The version on this release was sourced using the same John Wood created 96/24 master used for the 2013 box set. Wood said at the time that the tape wasn't in good enough shape to be used as a cutting master.
(ring wear part of the curiously chosen cover artwork)
In 1986 Joe Boyd's Hannibal Records reissued this box set containing the 3 Drake albums plus Time of No Reply containing 10 then previously unreleased tracks. It was mixed from multitracks by Jerry Boys known to many readers for engineering The Buena Vista Social Club (etc.). There are no mastering or source credits though some say it was cut from tapes but who knows and who knows if the cutting system had a preview head or a low bit rate DDL? Pressed at Europadisc it sounds "clean" but not nuanced and kind of loud. Discogs high sale price is $411.76.
This multi-LP set released by a fellow names Scott Appel supposedly includes tapes given to him by Nick Drake's parents and features material not mentioned in the box set reviewed here and so I'm not going to get into it.
I spoke to John Wood when the 2013 box sets of the 3 Drake albums was released and asked for an interview but he said "no" that he was not at all an interesting person to interview. I couldn't convince him otherwise. I interviewed Joe Boyd years ago and thought it was up here on Tracking Angle but I can't find it. I'll upload it ASAP and link it here.
Molly Drake
Shortly after posting this review (which I somehow felt compelled to write yesterday), a friend sent a link to a profile of Molly Drake that had just been publish on The New York Times's website. Today it was in the print edition. Strange forces at work!
The Five Leaves Left Reissue Sound
If you have the aforementioned box you're all set—at least for a copy of Five Leaves Left. That mastering and pressing is somewhat better than this one done at GZ Media, though it's close enough to not make that much of a difference. I forget what I wrote about the 2013 box versus my EMI pressed copy that I probably mistakenly called "original" or close to. Obviously it's not but at the time I didn't know that.
This one and the 2013 reissue, despite being digitally sources, both sound better than the EMI from 1976 that sounds timbrally honest, but somewhat more dynamically compressed. I'd love an O.G. but can't afford one. They were selling for $500 when I visited the Utrecht Record Fair some years ago. As Chad Kassem famously says "Buy now or regret later".

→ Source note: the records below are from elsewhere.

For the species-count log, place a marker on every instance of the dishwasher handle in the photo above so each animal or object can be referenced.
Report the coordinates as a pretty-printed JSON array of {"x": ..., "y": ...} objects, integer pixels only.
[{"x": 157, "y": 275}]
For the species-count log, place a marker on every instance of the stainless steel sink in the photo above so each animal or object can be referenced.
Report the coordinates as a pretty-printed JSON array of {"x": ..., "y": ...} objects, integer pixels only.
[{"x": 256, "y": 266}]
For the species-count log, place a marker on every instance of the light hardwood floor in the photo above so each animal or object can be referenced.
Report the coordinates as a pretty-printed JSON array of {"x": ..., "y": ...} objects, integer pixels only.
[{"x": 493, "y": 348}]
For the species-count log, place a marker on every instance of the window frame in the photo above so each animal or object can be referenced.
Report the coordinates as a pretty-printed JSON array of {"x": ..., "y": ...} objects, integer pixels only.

If you are all familiar with the great recordings Wood created at Sound Techniques (Fairport, Richard Thompson, John Renbourn, etc.) that's what these Nick Drakes sound like. Wood is an engineering genius who gets the room to act in magical ways rather than trying to remove it from the proceedings.
That EMI sells for $150 on Discogs. This box sells for a very reasonable $89.00.
Finally, back to Fruit Tree: the annotation by Arthur Lebow is brutal and I hope brutally honest (I can't imagine Joe Boyd would have allowed it into the set were it not all true and accurate).
It delves into Drake's final years, his growing depression, his seeming recovery and then his passing on November 25th, 1974 from a Tryptizol overdose—a sleeping pill. It will never be known if it was accidental or suicide. His mother found him. Could it be any worse? One of the Brandenburg Concertos was on his turntable.
According to Discogs there are 11 copies of Fruit Tree for sale starting at $189.99. A copy of Fruit Tree sold today, August 17, 2025. Such a beautiful person. He didn't like to be touched but his music touches everyone.